We now turn to Table 2 for testing the null hypothesis that ρ = 0. Considering type I error rate first, we find that all methods are overwhelmingly conservative, with type I error rates being mostly below 0.05: something that correction does not substantially change. Turning to power (with ρ = 0.1, 0.3, 0.5, 0.7, 0.9), we find unsurprisingly that the power for all (corrected and uncorrected) methods increases with sample size and with the population value of ρ . Puth et al. (2014) did not find a strong difference in power between the three uncorrected methods, and our results agree with this. We find the same to be true when comparing powers of the three corrected versions. Most importantly, for any specific method we do not observe correction offering a conspicuous and consistent improvement in power. Hence, we do not find strong evidence in support of correcting calculated correlation coefficients as part of null hypothesis testing.

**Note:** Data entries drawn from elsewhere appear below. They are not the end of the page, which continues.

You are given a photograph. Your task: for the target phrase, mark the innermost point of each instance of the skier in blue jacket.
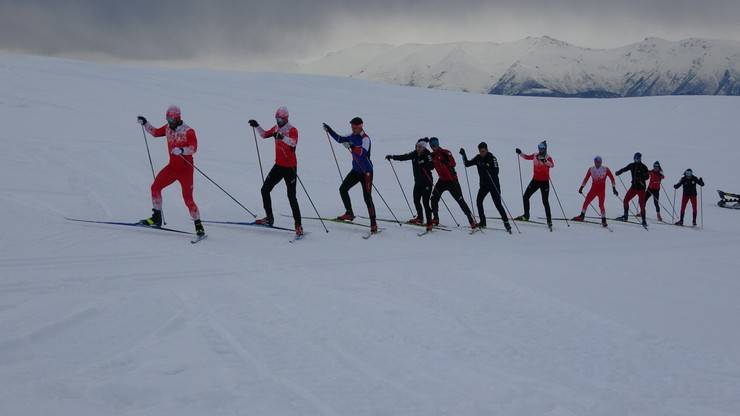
(359, 145)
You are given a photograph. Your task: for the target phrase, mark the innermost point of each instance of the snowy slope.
(548, 67)
(98, 320)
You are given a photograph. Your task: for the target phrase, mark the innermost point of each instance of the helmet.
(282, 113)
(173, 113)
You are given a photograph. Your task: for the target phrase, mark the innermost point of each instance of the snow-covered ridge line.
(545, 66)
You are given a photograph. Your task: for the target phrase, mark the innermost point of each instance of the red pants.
(641, 197)
(167, 176)
(593, 194)
(684, 201)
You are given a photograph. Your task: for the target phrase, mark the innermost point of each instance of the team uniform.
(285, 168)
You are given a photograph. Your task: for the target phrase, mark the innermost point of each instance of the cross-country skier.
(598, 174)
(421, 161)
(689, 182)
(639, 173)
(182, 145)
(656, 177)
(444, 164)
(285, 168)
(542, 163)
(359, 145)
(487, 165)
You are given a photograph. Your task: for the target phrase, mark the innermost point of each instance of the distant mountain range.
(546, 67)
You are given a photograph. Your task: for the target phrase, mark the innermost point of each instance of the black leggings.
(482, 193)
(655, 193)
(353, 178)
(422, 195)
(534, 186)
(278, 173)
(453, 187)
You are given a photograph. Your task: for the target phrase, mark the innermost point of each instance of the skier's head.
(357, 125)
(281, 116)
(434, 142)
(542, 147)
(483, 148)
(174, 116)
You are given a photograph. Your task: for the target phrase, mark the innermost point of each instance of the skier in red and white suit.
(598, 175)
(182, 145)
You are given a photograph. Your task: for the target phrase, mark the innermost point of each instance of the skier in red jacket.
(542, 163)
(285, 168)
(444, 164)
(598, 174)
(182, 145)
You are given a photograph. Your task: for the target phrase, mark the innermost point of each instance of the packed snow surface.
(104, 320)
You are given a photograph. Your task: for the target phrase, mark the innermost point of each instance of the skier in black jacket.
(487, 165)
(689, 182)
(640, 175)
(421, 161)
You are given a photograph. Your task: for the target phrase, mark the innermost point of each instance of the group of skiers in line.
(182, 145)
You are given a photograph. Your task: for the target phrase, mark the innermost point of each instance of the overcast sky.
(233, 33)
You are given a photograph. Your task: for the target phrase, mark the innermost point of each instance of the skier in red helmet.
(182, 145)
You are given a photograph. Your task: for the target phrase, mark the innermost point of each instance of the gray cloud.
(239, 32)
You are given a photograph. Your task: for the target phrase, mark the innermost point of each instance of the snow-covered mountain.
(547, 67)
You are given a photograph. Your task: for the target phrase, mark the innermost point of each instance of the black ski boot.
(154, 221)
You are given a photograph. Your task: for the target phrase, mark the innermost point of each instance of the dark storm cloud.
(190, 30)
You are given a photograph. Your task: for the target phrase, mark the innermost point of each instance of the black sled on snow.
(728, 200)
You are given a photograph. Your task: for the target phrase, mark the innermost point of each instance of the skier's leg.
(273, 177)
(291, 183)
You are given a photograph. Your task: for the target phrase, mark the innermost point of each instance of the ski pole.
(401, 186)
(501, 197)
(312, 204)
(521, 184)
(328, 139)
(218, 186)
(387, 206)
(151, 165)
(259, 159)
(561, 205)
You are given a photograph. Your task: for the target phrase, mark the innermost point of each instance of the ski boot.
(267, 221)
(199, 230)
(348, 216)
(154, 221)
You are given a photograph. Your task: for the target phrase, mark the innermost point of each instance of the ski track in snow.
(105, 320)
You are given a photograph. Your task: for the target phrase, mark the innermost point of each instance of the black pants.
(353, 178)
(482, 193)
(278, 173)
(453, 187)
(422, 195)
(544, 187)
(655, 193)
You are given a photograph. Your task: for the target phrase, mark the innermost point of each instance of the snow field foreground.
(103, 320)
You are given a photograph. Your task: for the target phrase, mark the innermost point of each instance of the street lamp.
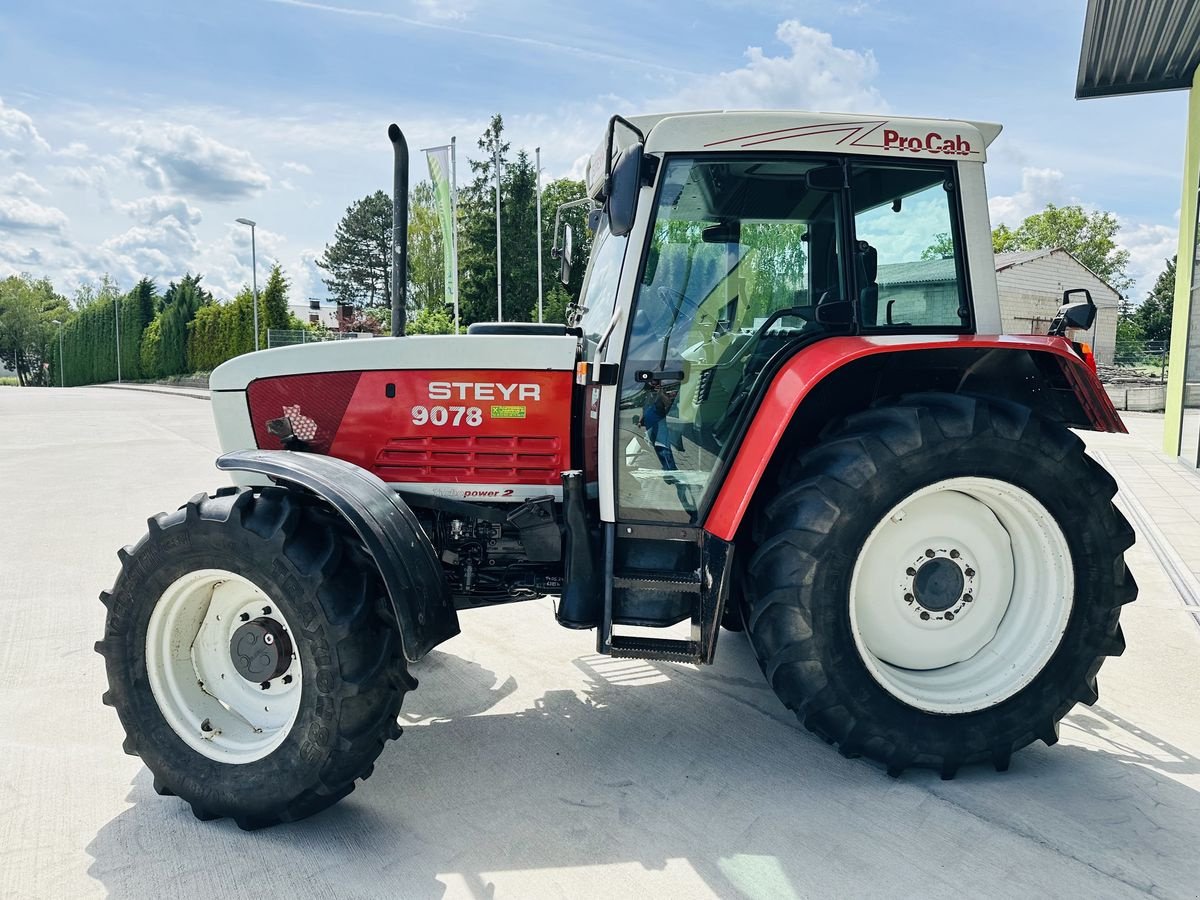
(253, 271)
(63, 373)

Figure 1 shows that it appears that—irrespective of the size of r—where sample sizes are > 15, there is very little difference between r and OPA(r), a similar trend can be seen for the correction to z in Fig. 1b. From Fig. 2, it can then be observed that, firstly, such small samples can produce a broad range of different r values across our 1000 samples. Secondly, the mean r of the 1000 samples is lower than the population value of 0.25 (i.e. it is downwardly biased, as expected), but the mean value of OPA(r) is noticeably (slightly) closer to 0.25 (so the correction slightly reduced bias on average). Finally, the standard deviation and the mean squared error of the OPA-corrected values are larger than for the r values; this suggests that the reduction in bias through the use of OPA corrections comes at a cost in imprecision—and imprecision is a more dominant feature than bias in this example situation.

Discussion

On the basis of our survey of the literature and our own simulations, we can offer clear advice to the many researchers in ecology who use Pearson’s r in the statistical treatment of their data.

Firstly, they should be aware that the value measured on their sample will be more often biased towards underestimating than overestimating the true value of the underlying population they are interested in. This possible bias was not discussed in any of the papers in our survey.

Further, they should be aware that testing the null hypothesis of no association is conservative, rejecting the null hypothesis when it is true at lower than the nominal rate α. This hypothesis was tested in 21 of the 26 papers in our survey; but none of these discussed the conservatism of this test.

Next, they should not attempt any of the methods offered in the literature for correcting bias. No method yet developed offers consistently reliable performance. Additionally, the fact that the standard deviation of OPA-corrected values (Fig. 2b) was greater than that for the r values (Fig. 2a) illustrates that any reduction in bias through corrections could increase imprecision.

Finally, when discussing the importance of this bias towards underestimation for the biological conclusions to be drawn from their study, they should quantify the likely extent of this bias. We see in Fig. 1a that (regardless of the size of the actual correlation ρ) as long as N > 15, the difference between r and OPA(r) is less than 5% of r. Sample size was less than 15 in 3 papers out of 26 in our survey. Thus, unless sample size is very small, the issue of sample bias is unlikely to call for substantial modification of biological conclusions. For such sample sizes, statistical power is likely to be very low (see Tables 1, 2) and thus imprecision may often be a greater concern than bias even in this situation. In our survey of 26 papers, 1 provided a confidence interval, and none of the others discussed precision in any way. We have demonstrated here three simple and general ways that such a confidence interval can be calculated as a very useful aid to discussing imprecision of estimation.